Ну ладно, думаю, попробую уснуть, а завтра на остановках чего-нибудь перехвачу. Там уже пойдут сытные места, где даже на коротких остановках вдоль поезда бегут торговки снедью — пирожками с капустой, рисом и яйцом, с беляшами, варениками, горячей картошкой в кастрюлях, укутанных в тряпки, с курицей, крутыми яйцами, речной рыбой — жареной, копченой, вяленой… У-у-у! От этих мыслей еще больше свело живот, а рот наполнился тягучей слюной. Нет, не надо растравлять себя. Но что делать? Весь вагон уже спит, один я маюсь, не могу уснуть от голода. Живот подводит, желудок сосет. А время уже перевалило за полночь. Смотрю расписание движения: где ближайшая крупная станция, чтобы в буфет заскочить. Есть такая: Винница, стоянка двенадцать минут. Успеть можно.

Ну, подъезжает поезд, выскакиваю и вижу, что стоим на каком-то дальнем пути, и к вокзалу нужно бежать по верхним переходам. Ладно, рванул. Часы на руке, время контролирую. Подбегаю к буфету, хватаю бутылку кефира и пачку печенья, и бегом назад. Пять минут остается — успеваю. Мигом спускаюсь на свою платформу, и с ужасом вижу, что поезда нет. В чем дело? Как? Почему? Не верю своим глазам: может, ошибся и выскочил не на тот путь? Но добрые люди на платформе успокаивают, что не ошибся. А почему ушел раньше времени? Оказывается, машинист сократил стоянку, потому что поезд опаздывал. А я в одной рубашке под мелким ноябрьским дождиком на платформе, с бутылкой кефира и пачкой печенья в руках. И никому ничего не докажешь. А весь мой багаж и вся одежда спокойно едут дальше по маршруту. В город-герой Москва. В теплом, уютном плацкартном вагоне. Но без меня.

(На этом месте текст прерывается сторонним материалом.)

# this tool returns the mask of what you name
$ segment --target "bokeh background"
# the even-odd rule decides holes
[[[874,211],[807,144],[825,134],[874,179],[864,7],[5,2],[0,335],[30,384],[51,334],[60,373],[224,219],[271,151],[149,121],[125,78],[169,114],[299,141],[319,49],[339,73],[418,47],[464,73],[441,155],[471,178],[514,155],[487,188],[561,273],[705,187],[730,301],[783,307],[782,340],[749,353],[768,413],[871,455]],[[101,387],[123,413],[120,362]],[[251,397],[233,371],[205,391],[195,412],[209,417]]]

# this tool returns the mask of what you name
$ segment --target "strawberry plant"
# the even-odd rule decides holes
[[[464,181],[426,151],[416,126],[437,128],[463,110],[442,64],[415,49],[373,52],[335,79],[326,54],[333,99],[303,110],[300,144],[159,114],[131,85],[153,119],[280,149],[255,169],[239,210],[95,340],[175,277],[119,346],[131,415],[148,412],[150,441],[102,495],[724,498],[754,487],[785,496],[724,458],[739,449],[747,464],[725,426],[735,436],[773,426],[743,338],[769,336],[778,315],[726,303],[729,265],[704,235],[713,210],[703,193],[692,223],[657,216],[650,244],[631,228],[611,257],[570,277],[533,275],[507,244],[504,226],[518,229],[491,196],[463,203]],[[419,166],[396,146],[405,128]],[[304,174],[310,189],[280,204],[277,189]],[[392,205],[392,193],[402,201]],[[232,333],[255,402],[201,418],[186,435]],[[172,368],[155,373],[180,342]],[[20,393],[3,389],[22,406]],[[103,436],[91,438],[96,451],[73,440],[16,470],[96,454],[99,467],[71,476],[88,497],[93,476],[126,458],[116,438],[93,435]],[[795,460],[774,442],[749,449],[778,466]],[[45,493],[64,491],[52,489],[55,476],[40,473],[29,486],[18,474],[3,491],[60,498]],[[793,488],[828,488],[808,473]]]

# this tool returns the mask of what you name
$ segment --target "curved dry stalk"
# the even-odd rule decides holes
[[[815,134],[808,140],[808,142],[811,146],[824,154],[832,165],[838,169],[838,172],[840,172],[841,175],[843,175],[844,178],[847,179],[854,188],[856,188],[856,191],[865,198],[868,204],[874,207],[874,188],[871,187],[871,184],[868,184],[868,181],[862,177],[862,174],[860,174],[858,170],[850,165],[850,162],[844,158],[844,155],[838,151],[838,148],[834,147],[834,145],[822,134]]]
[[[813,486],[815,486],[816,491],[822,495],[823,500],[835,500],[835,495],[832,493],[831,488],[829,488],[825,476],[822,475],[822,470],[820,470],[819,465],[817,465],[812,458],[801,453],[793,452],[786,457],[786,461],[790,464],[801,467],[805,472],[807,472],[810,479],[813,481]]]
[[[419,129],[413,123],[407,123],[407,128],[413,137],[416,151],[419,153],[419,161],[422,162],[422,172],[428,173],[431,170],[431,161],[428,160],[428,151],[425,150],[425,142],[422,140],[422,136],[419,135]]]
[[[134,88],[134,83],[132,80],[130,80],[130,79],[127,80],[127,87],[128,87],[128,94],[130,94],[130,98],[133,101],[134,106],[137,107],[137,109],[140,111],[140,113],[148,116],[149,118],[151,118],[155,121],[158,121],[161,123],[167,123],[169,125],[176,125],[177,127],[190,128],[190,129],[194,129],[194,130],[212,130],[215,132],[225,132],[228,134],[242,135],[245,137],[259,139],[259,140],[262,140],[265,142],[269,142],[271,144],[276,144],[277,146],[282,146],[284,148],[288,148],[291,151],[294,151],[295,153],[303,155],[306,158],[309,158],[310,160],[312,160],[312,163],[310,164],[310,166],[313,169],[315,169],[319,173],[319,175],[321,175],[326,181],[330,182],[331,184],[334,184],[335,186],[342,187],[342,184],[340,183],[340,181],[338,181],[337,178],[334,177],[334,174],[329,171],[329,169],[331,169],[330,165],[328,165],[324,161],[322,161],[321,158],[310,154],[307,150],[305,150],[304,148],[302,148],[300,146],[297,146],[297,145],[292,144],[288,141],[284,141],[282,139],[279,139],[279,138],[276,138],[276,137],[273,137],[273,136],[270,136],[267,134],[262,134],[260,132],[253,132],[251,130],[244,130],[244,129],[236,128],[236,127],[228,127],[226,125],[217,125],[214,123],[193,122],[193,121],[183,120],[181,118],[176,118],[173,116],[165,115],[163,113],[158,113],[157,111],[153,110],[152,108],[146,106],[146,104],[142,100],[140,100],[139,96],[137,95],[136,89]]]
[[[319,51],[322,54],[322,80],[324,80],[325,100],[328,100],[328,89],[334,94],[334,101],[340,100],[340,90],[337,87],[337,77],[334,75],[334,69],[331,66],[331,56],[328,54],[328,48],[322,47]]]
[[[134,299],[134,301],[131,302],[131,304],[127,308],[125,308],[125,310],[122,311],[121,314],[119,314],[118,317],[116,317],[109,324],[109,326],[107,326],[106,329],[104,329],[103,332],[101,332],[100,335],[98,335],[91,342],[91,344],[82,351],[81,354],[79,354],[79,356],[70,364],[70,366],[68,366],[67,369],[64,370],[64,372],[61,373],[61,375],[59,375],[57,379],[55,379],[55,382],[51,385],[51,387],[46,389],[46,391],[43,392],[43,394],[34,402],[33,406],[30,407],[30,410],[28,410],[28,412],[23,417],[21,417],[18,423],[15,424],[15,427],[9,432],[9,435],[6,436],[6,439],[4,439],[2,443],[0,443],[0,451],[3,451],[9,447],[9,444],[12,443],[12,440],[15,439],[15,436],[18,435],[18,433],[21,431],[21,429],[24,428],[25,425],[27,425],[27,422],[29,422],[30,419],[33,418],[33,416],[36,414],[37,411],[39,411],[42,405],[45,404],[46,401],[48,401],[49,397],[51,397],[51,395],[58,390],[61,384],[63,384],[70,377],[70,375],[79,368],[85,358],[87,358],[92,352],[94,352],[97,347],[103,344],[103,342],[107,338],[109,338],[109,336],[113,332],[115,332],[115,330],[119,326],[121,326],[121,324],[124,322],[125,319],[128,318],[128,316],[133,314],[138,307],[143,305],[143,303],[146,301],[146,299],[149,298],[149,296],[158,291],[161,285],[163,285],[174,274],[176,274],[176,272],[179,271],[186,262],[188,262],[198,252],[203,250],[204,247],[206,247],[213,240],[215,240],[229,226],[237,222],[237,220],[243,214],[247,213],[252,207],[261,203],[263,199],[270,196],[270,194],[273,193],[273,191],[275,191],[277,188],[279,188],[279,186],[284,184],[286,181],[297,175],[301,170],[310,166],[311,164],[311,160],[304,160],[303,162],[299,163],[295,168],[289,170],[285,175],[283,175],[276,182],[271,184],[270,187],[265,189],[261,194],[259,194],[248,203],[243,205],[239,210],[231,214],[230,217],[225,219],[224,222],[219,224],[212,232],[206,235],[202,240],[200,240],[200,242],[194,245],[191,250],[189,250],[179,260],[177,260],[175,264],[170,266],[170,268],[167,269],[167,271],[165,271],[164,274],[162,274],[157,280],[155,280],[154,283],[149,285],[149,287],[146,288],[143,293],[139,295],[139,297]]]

Что делать? Бегу назад, к дежурному по станции. Он, как только увидел меня с этим кефиром, сразу все понял. Выслушав мои сбивчивые объяснения, он дает по связи команду снять мои вещи на ближайшей станции, а меня отправляет в кассу за билетом. А в этих кассах под праздник толпы такие, что люди по головам к окошку лезут. Тогда дежурный сжалился и посадил меня в тамбур на какой-то проходящий поезд, до той самой станции, где должны снять вещи. Ну, здесь уже я, наконец, съел печенье с этим проклятым кефиром. Это был самый поздний и отвратительный ужин в моей жизни. 

И вот, жую я это безвкусное печенье и представляю, что кому-то придется выгружать два пуда моей поклажи, да еще одежду, и мне становится просто дурно. Но делать нечего. Как только поезд остановился на станции, где должны были быть сняты мои вещи, пулей лечу к дежурному по вокзалу: сняли вещи или нет, все ли сняли, где они? А там никто ничего не знает, ни о каких вещах не слышали. Вот это да! «Вам же звонили, я сам видел и слышал!». А он разводит руками: ни слухом, ни духом. Сбивчиво объясняю, что отстал от такого-то поезда, кишиневского, вам должны были сообщить по связи, а он говорит мне: да вот же он стоит, этот поезд, на третьей платформе! Неужели?!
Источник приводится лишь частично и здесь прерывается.